New studies have shown a strong connection between hearing loss and mental health.
And there’s something else that both of these conditions have in common – they often go unacknowledged and neglected by patients and health professionals. For millions of people who are looking for solutions to mental health problems, acknowledging this relationship could bring potential improvements.
We understand that hearing loss is widespread, but only a few studies have dealt with its impact on mental health.
Studies have found that over 11 percent of individuals with measurable hearing loss also had signs of clinical depression. This is noteworthy because only 5 percent of the general population report being depressed. Standard questionnaires were based on self-reporting of hearing loss and considered depression based on the severity and frequency of symptoms. They discovered depression was most common in individuals between the ages of 18 and 69. Dr. Chuan-Ming Li, a researcher at NICDC and the author of this study, found “a considerable link between profound depression and hearing loss”.
Your Risk of Depression Doubles With Neglected Hearing Loss
Age related hearing loss is very common in older people and, according to a study published by JAMA Otolaryngology-Head and Neck Surgery, the chance of depression goes up the more severe the hearing loss is. Participants were evaluated for depression after taking an audiometric hearing examination. This research also revealed that the chance of depression almost doubles in individuals with even slight hearing loss. Even more alarming, mild hearing loss frequently goes undiagnosed and untreated by many individuals over 70 which has also been demonstrated to increase the danger of cognitive decline and dementia. While the studies cannot prove that one is caused by the other, it is evident that it is a contributor.
Hearing is essential to being active and communicating successfully. Anxiety, embarrassment, and potential loss of self-esteem can be the result of the social and professional blunders that come with hearing loss. If not addressed, these feelings can lead to a gradual withdrawal.

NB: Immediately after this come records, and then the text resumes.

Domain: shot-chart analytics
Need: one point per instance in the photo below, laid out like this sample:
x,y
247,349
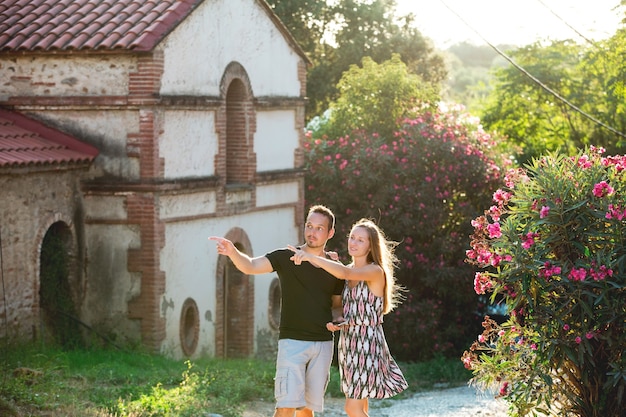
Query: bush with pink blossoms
x,y
423,186
559,263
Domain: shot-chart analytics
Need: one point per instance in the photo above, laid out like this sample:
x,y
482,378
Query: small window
x,y
274,304
189,327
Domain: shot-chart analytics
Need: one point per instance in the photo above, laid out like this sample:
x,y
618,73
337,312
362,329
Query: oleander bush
x,y
553,246
423,186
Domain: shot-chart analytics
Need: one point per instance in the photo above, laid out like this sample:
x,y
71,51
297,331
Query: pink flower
x,y
494,230
501,197
602,189
482,283
529,240
504,388
577,274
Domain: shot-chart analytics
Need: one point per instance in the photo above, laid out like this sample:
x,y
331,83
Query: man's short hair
x,y
318,208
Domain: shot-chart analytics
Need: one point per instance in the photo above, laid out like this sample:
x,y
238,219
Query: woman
x,y
366,366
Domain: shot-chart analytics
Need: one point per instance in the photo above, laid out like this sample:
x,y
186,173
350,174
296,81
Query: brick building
x,y
130,131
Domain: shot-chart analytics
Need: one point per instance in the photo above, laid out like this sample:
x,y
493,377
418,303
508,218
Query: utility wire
x,y
6,311
535,79
567,24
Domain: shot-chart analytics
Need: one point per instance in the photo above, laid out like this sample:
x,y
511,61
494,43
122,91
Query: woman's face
x,y
358,242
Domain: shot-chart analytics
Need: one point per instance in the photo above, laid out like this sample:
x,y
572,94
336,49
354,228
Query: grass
x,y
41,382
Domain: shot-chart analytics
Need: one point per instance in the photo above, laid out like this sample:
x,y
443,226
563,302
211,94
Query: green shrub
x,y
422,187
554,248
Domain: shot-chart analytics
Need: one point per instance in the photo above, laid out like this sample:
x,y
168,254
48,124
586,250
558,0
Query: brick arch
x,y
236,125
59,291
234,312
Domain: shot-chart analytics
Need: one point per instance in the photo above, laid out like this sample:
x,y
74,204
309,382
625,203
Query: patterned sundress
x,y
366,366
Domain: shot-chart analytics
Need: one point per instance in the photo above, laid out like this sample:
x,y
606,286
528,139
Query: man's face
x,y
316,230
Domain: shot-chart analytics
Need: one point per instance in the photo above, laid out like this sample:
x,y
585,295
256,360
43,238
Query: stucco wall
x,y
220,32
190,262
108,130
29,204
98,104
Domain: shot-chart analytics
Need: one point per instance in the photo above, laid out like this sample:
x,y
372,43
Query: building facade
x,y
196,109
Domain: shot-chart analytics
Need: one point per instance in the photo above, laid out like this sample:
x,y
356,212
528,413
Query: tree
x,y
422,186
576,98
376,98
530,116
336,35
553,247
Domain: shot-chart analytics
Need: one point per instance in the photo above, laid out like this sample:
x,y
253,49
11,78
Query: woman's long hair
x,y
382,254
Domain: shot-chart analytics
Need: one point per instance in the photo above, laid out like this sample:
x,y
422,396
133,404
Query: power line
x,y
535,79
566,23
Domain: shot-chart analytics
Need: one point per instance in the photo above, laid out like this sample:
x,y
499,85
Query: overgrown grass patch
x,y
40,381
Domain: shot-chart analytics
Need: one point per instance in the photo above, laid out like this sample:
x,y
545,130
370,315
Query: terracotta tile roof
x,y
78,25
25,141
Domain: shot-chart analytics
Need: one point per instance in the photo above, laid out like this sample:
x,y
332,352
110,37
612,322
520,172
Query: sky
x,y
517,22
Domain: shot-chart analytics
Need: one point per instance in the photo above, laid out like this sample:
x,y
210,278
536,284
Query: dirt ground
x,y
451,402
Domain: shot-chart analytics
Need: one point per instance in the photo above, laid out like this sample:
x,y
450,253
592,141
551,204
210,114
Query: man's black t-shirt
x,y
306,298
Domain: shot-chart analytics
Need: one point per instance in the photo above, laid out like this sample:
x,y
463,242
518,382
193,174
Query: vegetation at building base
x,y
553,246
45,381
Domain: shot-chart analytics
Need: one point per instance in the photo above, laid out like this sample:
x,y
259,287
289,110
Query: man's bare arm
x,y
244,263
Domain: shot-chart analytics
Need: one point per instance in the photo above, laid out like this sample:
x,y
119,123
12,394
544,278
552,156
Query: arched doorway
x,y
59,322
235,304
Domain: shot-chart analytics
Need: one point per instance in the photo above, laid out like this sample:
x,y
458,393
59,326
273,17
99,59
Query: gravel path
x,y
452,402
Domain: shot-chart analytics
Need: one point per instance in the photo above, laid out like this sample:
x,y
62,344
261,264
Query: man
x,y
310,298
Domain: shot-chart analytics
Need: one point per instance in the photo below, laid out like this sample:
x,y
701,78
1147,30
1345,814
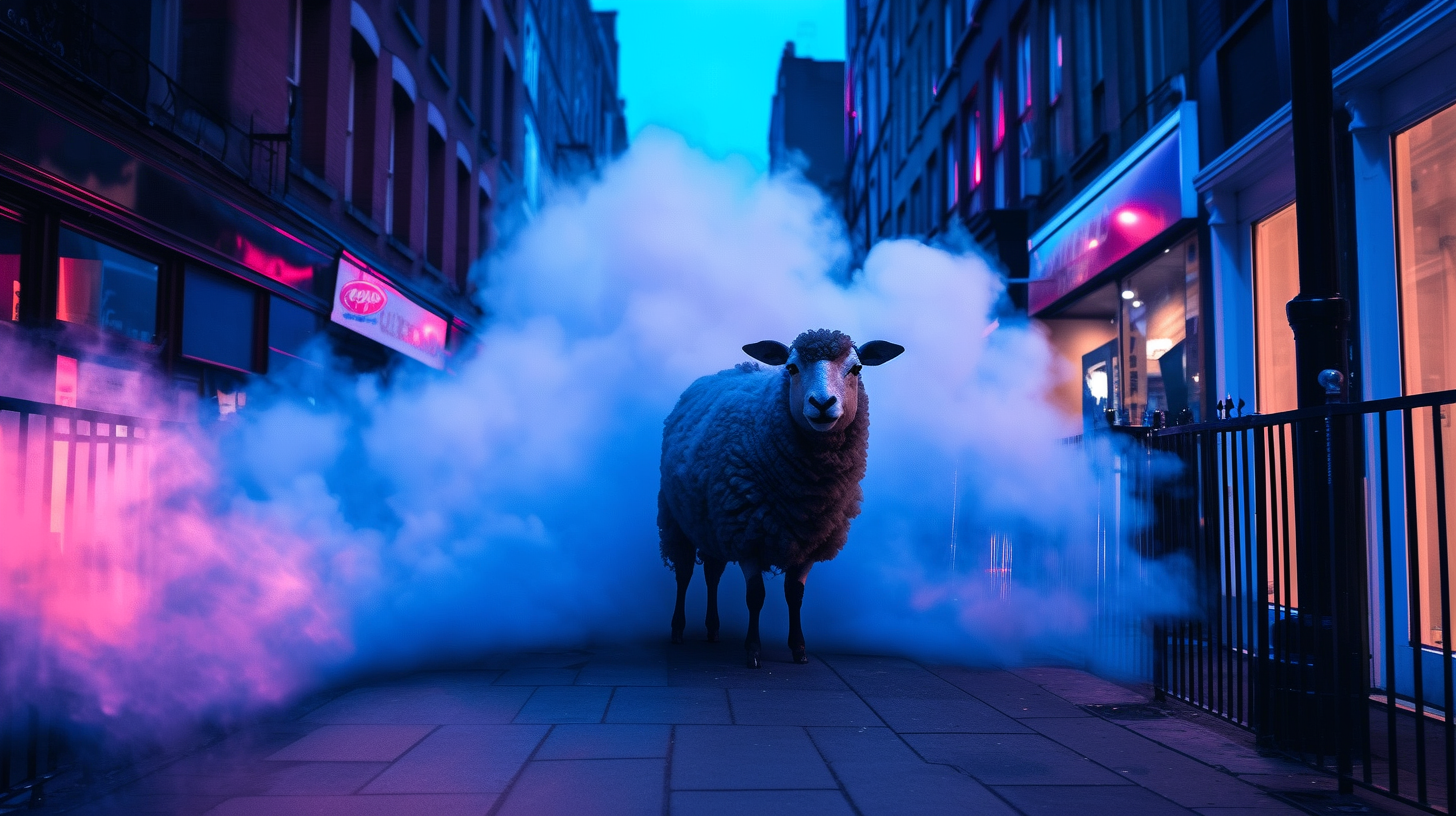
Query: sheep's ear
x,y
878,351
768,351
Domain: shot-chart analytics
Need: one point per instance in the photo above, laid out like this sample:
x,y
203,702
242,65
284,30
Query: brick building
x,y
191,190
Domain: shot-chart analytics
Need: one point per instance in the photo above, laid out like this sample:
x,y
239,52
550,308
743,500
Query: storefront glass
x,y
9,270
1426,222
102,286
1276,283
1159,325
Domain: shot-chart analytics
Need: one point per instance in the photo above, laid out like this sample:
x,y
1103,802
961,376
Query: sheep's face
x,y
823,370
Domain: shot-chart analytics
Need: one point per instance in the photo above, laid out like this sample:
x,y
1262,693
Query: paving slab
x,y
702,705
1059,800
606,742
1079,687
963,714
746,758
427,704
891,676
1158,768
800,707
760,803
462,759
600,787
1006,692
1014,759
925,790
354,743
565,704
440,805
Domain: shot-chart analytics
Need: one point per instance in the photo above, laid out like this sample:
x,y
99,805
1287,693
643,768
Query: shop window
x,y
217,319
1426,213
10,238
102,286
1276,283
290,330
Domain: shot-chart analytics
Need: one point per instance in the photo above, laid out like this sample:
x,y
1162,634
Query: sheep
x,y
762,465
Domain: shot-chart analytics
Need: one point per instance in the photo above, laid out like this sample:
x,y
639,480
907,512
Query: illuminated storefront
x,y
1116,279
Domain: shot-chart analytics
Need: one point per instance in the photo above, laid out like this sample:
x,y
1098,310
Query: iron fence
x,y
60,469
1319,550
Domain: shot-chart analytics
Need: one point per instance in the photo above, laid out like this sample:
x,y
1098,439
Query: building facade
x,y
1129,166
805,126
191,191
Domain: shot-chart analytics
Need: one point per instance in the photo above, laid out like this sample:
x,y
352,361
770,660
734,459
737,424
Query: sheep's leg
x,y
794,579
685,576
712,570
753,576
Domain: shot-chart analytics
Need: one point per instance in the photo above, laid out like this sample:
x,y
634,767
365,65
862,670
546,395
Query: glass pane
x,y
9,270
102,286
217,319
1276,283
1426,207
1156,367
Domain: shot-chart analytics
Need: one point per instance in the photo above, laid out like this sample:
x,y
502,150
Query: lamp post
x,y
1330,520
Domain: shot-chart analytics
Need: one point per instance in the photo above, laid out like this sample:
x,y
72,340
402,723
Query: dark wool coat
x,y
743,480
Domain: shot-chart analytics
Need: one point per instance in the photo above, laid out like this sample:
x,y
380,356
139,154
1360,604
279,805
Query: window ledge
x,y
361,219
440,72
409,26
401,246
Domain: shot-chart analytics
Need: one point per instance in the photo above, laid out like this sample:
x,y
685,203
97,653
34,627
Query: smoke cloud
x,y
342,525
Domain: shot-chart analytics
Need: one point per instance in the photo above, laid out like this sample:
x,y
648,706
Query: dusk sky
x,y
706,67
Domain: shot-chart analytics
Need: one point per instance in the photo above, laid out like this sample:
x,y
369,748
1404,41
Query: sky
x,y
706,67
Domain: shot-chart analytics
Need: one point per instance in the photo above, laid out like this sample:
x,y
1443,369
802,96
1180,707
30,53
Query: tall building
x,y
805,128
1129,165
190,190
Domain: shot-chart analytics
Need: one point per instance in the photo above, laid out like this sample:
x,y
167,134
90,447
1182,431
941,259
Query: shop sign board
x,y
370,306
1137,203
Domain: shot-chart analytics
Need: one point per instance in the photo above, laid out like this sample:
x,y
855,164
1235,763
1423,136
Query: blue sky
x,y
706,67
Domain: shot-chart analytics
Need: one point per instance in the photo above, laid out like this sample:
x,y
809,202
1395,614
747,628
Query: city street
x,y
686,730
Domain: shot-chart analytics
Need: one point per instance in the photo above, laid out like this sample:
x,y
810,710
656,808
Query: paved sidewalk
x,y
687,732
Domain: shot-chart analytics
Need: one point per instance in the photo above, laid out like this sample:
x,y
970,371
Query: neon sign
x,y
367,305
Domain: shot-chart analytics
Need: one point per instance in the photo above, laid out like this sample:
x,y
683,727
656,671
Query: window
x,y
530,163
436,200
1053,56
1276,283
358,136
401,163
948,34
1426,220
102,286
465,28
10,239
487,77
532,51
462,223
217,319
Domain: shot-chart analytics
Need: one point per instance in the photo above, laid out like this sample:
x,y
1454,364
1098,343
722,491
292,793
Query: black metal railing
x,y
1319,547
67,35
58,469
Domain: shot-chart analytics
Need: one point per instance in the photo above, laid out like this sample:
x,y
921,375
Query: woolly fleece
x,y
741,480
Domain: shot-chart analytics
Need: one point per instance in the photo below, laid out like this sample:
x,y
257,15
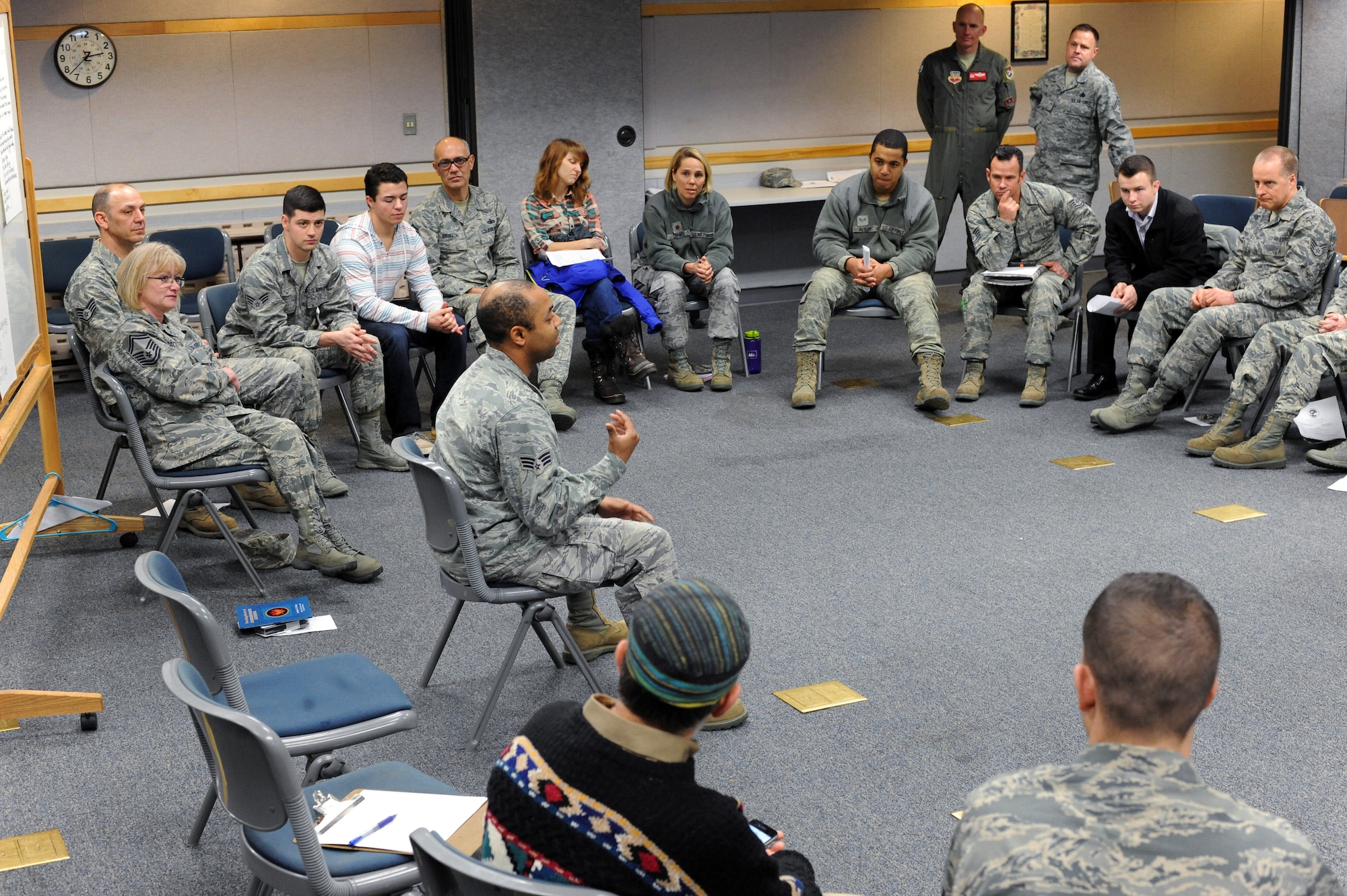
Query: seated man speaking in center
x,y
894,218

Individuals withdraw from friends and family and also from physical activity. This seclusion, after a while, can lead to depression and loneliness.
Hearing is About More Than Just Ears
Hearing loss and its association with depression underscores that hearing loss isn’t just about the ears. Your brain, your quality of life, healthy aging, and general health are all affected by your hearing. This highlights the crucial role of the hearing care professional within the scope of overall healthcare. Confusion, frustration, and exhaustion are frequently a problem for people who have hearing loss.
The good news: Finding professional care and testing at the soonest sign of a hearing problem helps prevent this problem. These risks are significantly decreased, according to studies, with early treatment. It is vital that physicians advise routine hearing tests. Hearing loss isn’t the only thing that a hearing exam can reveal, after all. And with individuals who may be dealing with hearing loss, caregivers need to look for signs of depression. Exhaustion, difficulty concentrating, loss of appetite, impatience, and general loss of interest and unhappiness are all symptoms.